Cette semaine, le CIUSSS de l’Estrie a ouvert un deuxième centre de dépistage à Sherbrooke pour faire face à la recrudescence du nombre de personnes infectées en louant les anciens locaux du magasin Costco sur la rue King Ouest. Le centre accueille des patients en attente d’une opération (qui doivent auparavant subir un test de dépistage de la COVID-19). Toutefois, il est aussi possible aux citoyens de prendre rendez-vous à l’avance pour subir un test. Ils peuvent donc se pointer à l’heure indiquée.

Granby et les municipalités voisines se trouvent malheureusement aux confins de l’Estrie. Loin du cœur et des yeux des dirigeants du CIUSSS de l’Estrie.
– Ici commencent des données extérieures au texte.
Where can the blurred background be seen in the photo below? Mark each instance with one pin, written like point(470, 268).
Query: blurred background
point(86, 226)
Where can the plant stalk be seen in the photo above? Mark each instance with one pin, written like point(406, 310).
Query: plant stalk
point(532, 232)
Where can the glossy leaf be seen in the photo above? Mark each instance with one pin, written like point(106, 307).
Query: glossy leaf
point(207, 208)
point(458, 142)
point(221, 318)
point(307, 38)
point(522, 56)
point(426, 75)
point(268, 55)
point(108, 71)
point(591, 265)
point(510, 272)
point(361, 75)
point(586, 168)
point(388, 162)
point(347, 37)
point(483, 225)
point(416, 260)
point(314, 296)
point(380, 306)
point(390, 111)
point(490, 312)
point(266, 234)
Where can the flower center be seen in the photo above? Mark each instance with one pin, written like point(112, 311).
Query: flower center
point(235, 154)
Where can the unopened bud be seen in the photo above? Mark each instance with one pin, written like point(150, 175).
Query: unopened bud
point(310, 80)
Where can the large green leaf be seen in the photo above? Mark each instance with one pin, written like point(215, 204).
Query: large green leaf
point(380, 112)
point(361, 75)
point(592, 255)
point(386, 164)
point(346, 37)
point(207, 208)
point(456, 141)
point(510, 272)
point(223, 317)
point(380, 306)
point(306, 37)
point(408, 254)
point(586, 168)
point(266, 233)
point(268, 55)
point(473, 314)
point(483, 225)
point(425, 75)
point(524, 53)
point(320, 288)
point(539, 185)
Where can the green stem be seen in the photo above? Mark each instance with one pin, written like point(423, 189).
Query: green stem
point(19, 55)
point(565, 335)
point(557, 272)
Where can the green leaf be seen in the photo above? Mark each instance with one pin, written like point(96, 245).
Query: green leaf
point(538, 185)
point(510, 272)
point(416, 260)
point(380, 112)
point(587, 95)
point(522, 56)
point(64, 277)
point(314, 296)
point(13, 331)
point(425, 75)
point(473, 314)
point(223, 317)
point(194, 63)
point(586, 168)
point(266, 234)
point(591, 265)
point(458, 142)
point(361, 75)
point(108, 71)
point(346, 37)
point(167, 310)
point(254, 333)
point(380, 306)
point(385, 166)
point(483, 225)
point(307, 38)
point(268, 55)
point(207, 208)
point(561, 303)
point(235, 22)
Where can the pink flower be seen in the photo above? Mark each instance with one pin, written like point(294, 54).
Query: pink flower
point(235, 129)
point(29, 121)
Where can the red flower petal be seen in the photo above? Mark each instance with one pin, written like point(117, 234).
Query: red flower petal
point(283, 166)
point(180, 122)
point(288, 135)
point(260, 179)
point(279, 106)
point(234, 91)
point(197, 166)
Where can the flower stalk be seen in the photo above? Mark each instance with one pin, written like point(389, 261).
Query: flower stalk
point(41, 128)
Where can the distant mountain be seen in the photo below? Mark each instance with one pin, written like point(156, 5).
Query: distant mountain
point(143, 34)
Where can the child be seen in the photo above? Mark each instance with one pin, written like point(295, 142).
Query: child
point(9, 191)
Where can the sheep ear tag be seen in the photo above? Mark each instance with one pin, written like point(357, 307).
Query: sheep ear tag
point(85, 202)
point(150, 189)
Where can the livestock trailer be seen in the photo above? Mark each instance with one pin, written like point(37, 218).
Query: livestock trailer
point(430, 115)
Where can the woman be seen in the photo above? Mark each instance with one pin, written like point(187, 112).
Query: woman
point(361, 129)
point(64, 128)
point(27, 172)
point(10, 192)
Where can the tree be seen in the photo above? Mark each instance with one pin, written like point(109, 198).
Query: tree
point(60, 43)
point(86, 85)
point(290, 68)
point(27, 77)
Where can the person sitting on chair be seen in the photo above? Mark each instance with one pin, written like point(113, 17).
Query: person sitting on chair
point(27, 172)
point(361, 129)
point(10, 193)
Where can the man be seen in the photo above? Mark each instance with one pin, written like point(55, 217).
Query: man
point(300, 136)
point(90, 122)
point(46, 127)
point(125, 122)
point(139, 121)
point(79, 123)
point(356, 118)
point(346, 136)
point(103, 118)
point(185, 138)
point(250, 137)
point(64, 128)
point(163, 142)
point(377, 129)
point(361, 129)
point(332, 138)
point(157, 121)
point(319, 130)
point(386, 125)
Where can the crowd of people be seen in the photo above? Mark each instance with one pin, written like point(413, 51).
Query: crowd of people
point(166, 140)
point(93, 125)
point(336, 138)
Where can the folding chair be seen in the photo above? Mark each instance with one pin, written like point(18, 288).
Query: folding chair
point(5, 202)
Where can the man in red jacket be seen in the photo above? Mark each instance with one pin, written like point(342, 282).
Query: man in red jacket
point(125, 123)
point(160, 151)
Dans cette organisation, on semble peu se soucier de l’équité entre les municipalités de leur territoire. Il est également clair que personne ne nous représente à la table où les décisions se prennent. La résultante est qu’on est traités comme des citoyens de deuxième classe.

C’est ce que donne la centralisation des pouvoirs : une disparité dans la qualité des services offerts et de leur accessibilité selon l’endroit où vous habitez.

On doit être fiers de tous ces professionnel-les qui œuvrent dans les centres de dépistage, nos hôpitaux, CHSLD et CLSC à s’occuper de notre santé. Ils font un travail remarquable ! Dommage que les administrateurs du CIUSSS de l’Estrie ne se montrent pas à la hauteur de nos attentes.